Can you help upper bounding this? \begin{equation} \left|\frac{\sum_{i=1}^{m} a_i}{\sum_{i=1}^{m} t_i} - \frac{\sum_{i=1}^{m} b_i}{\sum_{i=1}^{m} s_i}\right| \leq ? \end{equation} where for each $i$ we have: \begin{equation} \left| \frac{a_i}{t_i} - \frac{b_i}{s_i} \right| \leq \mathcal{D}_i \leq 1 \end{equation} $$0 \leq \frac{a_i}{t_i} \leq 1$$ $$0 \leq \frac{b_i}{s_i} \leq 1$$
My conjecture is something $\mathcal{O}(D_i)$ based on some special cases, but generally, I cannot prove it.
Basically, each element of the pair ($a_i/t_i$, $b_i/s_i$) is a normalized value in $[0,1]$, and we have the discrepancy of these two elements.
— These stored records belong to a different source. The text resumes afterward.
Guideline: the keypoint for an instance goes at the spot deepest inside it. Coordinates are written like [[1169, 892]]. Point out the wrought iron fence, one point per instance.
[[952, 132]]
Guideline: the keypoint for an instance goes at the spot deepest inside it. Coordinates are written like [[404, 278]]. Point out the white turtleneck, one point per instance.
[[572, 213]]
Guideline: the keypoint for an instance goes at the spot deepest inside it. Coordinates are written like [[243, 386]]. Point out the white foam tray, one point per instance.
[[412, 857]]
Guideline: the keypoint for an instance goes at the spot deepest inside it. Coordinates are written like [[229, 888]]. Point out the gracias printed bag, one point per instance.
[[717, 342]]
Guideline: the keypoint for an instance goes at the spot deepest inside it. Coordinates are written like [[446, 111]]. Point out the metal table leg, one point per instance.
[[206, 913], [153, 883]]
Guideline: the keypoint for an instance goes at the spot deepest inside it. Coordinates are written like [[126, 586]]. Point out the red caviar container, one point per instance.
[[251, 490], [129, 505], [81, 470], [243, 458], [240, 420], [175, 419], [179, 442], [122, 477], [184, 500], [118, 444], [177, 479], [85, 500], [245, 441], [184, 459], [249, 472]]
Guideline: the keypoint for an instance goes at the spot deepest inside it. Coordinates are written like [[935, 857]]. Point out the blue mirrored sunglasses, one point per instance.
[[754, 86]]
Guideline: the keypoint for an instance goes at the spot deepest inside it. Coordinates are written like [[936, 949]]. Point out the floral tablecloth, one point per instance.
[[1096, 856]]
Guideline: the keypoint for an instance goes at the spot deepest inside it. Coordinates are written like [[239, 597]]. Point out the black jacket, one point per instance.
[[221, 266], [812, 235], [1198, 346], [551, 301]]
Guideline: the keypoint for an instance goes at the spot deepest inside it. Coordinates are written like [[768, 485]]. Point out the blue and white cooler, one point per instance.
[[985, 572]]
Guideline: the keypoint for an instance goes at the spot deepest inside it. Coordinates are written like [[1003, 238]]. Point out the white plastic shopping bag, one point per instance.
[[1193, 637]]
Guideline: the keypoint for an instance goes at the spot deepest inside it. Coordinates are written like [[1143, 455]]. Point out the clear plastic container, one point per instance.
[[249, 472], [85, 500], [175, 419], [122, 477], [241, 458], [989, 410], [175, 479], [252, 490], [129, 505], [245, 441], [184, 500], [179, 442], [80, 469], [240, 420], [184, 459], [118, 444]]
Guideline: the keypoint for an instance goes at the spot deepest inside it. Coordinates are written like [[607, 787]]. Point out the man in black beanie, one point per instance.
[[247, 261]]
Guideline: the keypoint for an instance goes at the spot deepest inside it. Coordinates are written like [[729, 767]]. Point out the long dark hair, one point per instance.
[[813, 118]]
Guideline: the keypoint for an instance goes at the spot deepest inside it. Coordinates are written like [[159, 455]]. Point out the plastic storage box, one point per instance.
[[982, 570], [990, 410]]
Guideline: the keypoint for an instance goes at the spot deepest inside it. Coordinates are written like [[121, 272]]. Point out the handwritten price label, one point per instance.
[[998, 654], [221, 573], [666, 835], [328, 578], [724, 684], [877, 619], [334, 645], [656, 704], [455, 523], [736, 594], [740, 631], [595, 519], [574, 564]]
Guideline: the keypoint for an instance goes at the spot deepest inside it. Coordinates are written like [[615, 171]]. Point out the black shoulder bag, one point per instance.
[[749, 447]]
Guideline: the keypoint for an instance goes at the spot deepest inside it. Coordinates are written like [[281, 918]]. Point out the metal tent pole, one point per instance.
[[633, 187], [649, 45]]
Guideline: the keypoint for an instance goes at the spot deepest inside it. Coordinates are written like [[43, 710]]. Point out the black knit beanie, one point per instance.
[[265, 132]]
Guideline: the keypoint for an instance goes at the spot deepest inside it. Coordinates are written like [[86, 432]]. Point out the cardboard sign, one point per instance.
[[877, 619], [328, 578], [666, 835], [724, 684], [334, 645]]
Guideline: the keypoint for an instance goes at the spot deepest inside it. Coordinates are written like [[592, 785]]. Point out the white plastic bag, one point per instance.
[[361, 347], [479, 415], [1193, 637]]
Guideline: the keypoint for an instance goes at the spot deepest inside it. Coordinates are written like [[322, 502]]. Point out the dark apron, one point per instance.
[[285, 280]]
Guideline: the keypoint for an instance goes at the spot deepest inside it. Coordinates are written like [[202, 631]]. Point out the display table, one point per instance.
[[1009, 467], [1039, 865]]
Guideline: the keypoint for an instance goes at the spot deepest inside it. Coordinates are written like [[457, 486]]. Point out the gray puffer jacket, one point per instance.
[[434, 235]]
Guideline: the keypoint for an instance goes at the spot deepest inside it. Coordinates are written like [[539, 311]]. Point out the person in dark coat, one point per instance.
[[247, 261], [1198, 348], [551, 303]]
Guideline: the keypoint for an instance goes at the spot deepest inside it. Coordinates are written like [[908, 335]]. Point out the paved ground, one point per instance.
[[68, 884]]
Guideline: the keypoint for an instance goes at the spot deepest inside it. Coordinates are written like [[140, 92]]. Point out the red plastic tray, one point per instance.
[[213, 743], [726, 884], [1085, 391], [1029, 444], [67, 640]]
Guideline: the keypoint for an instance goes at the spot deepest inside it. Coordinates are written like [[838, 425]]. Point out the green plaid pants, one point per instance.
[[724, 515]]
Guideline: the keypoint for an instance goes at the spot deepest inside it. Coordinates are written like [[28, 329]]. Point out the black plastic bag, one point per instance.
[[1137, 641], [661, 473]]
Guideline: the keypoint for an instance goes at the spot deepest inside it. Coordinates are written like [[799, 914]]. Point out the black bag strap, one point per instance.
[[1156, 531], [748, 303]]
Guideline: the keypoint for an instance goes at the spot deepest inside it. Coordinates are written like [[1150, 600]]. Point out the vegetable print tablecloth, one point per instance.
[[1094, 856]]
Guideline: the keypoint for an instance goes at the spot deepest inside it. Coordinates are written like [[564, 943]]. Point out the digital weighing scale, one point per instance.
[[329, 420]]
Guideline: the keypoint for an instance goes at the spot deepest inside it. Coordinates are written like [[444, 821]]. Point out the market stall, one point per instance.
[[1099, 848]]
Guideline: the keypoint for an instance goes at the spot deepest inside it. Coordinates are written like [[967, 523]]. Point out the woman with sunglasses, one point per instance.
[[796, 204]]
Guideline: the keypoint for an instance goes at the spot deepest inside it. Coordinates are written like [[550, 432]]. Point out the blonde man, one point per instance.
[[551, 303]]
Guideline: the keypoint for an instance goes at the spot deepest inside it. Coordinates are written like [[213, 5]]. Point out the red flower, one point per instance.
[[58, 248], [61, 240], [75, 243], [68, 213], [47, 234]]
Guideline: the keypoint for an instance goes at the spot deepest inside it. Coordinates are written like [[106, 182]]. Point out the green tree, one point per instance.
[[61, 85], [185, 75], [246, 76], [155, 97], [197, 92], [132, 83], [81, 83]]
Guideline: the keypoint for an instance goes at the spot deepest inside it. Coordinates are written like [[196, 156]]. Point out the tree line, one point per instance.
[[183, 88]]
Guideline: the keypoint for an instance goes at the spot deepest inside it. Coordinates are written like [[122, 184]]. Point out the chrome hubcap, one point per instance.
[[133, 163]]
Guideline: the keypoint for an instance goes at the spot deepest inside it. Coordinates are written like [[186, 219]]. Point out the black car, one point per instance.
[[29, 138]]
Now we want to bound the discrepancy of the cumulative (not the right term for this, what to use instead?) version of the discrepancy.
The bound is $1$, even if $D_i=0$. To be specific, let $n=2, \frac {a_1}{t_1}=\frac {b_1}{s_1}=1, \frac {a_2}{t_2}=\frac {b_2}{s_2}=0$ Now if we let $a_1=t_1=1000$ while $b_1=s_1=1$ and $b_2=0, s_2=1000$ while $a_1=0,t_2=1$ we will have $$\begin{equation} \left|\frac{\sum_{i=1}^{m} a_i}{\sum_{i=1}^{m} t_i} - \frac{\sum_{i=1}^{m} b_i}{\sum_{i=1}^{m} s_i}\right| =\left|\frac{1000+0}{1000+1}-\frac{1+0}{1+1000}\right|=\frac {999}{1001} \end{equation}$$ We can clearly get as close to $1$ as we would like by this approach even though $D_i=0$.